- Theatrical release poster
- Directed by: K. Shankar
- Screenplay by: K. Shankar
- Based on: Viswamithran by A. S. Prakasam
- Produced by: N. Sakunthala
- Starring: Sivaji Ganesan Prabhu K. R. Vijaya Nalini
- Cinematography: M. C. Sekar
- Edited by: K. Shankar V. Jayapal
- Music by: Ilaiyaraaja
- Production company: Bhairavi Films
- Release date: 20 September 1985;
- Running time: 136 minutes
- Country: India
- Language: Tamil

= Raja Rishi =

Raja Rishi is a 1985 Indian Tamil-language Hindu mythological film written and directed by K. Shankar. The film stars Sivaji Ganesan, Prabhu, M. N. Nambiar and Nalini. It is based on the play Viswamithran by A. S. Prakasam, which is about the sage Vishvamitra. The film was released on 20 September 1985, and failed at the box office.

== Plot ==

The film narrates the story of Vishwamitra in a linear manner right from him being the King, his run-in with Vasishta over Kamadhenu cow leading him to take a vow that he too would become a brahmarishi like Vasishta. He faces hurdle after hurdle placed in his path by Devendran. In the process, he falls in love, impregnates and abandons Menaka. Their daughter Shakuntala is brought up by another rishi. She falls in love with Dushyanta who is cursed to forget her by Durvasa. When Vishwamitra finds out about this, he goes on to fix her life and in the process learns humility. In the end, with the blessing of Vasishta. who mentions that that was the only thing stopping Vishwamitra from becoming Brahmarishi, he is acknowledged and accredited as one.

==Production==
The film was launched at Chitramala Studios. The ashram scenes of Vishwamitra were shot at Vijaya Garden.

== Soundtrack ==
The music was composed by Ilaiyaraaja. The song "Maan Kanden" is set in Vasantha raga.

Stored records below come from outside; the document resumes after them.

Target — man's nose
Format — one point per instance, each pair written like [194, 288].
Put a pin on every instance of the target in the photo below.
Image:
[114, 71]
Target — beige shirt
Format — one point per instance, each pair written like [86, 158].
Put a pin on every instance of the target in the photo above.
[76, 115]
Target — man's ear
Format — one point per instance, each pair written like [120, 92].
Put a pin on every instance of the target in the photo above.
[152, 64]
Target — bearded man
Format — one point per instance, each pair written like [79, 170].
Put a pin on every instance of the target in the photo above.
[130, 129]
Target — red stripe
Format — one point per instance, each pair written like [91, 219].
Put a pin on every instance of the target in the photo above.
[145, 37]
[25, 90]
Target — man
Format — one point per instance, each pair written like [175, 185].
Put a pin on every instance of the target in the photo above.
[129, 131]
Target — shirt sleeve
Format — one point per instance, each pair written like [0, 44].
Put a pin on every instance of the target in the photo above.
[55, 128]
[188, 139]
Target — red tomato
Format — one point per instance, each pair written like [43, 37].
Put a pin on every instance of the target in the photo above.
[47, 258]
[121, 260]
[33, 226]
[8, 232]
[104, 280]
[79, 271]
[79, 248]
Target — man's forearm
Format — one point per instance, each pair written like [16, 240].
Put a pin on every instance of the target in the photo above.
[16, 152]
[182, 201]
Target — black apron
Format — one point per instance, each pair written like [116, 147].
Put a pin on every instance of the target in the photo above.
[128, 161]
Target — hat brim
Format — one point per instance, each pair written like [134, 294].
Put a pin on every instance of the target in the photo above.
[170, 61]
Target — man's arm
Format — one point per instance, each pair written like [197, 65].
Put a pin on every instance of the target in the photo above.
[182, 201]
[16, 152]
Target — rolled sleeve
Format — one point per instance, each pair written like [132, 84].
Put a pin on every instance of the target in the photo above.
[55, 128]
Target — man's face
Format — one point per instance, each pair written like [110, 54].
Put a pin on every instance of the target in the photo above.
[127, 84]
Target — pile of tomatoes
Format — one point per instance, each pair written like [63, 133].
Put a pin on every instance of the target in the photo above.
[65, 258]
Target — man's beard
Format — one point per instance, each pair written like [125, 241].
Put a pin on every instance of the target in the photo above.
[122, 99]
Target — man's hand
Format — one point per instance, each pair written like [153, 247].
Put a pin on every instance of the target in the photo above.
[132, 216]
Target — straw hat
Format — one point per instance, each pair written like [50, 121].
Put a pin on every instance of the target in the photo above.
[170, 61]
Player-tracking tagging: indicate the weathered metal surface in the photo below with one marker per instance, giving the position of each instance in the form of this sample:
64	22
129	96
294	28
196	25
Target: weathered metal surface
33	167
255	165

| Song | Singers | Lyrics | Length |
|---|---|---|---|
| "Aadaiyil Aadum" | S. Janaki | Pulamaipithan | 04:21 |
| "Maan Kanden" | K. J. Yesudas, Vani Jairam | Pulamaipithan | 04:32 |
| "Maathavam Yaen" | S. Janaki | Pulamaipithan | 06:16 |
| "Poda Munivaney" | Malaysia Vasudevan | Vaali | 04:48 |
| "Shankara Shiva" | Malaysia Vasudevan | Vaali | 04:27 |
| "Karunai Kadale" (Azhagiya Kalai Nilave) | Vani Jairam | Muthulingam | 04:27 |

== Critical reception ==
Jayamanmandhan (a duo) of Kalki praised the acting of Sivaji Ganesan, Ilaiyaraaja's music and the film's first half but panned the humour and concluded saying as Vishwamitra gained name from Vashishta, it remains to be seen if he gets the same from audience. Balumani of Anna praised the acting of Ganesan and other actors, Prakasam's dialogues, music and Shankar's direction.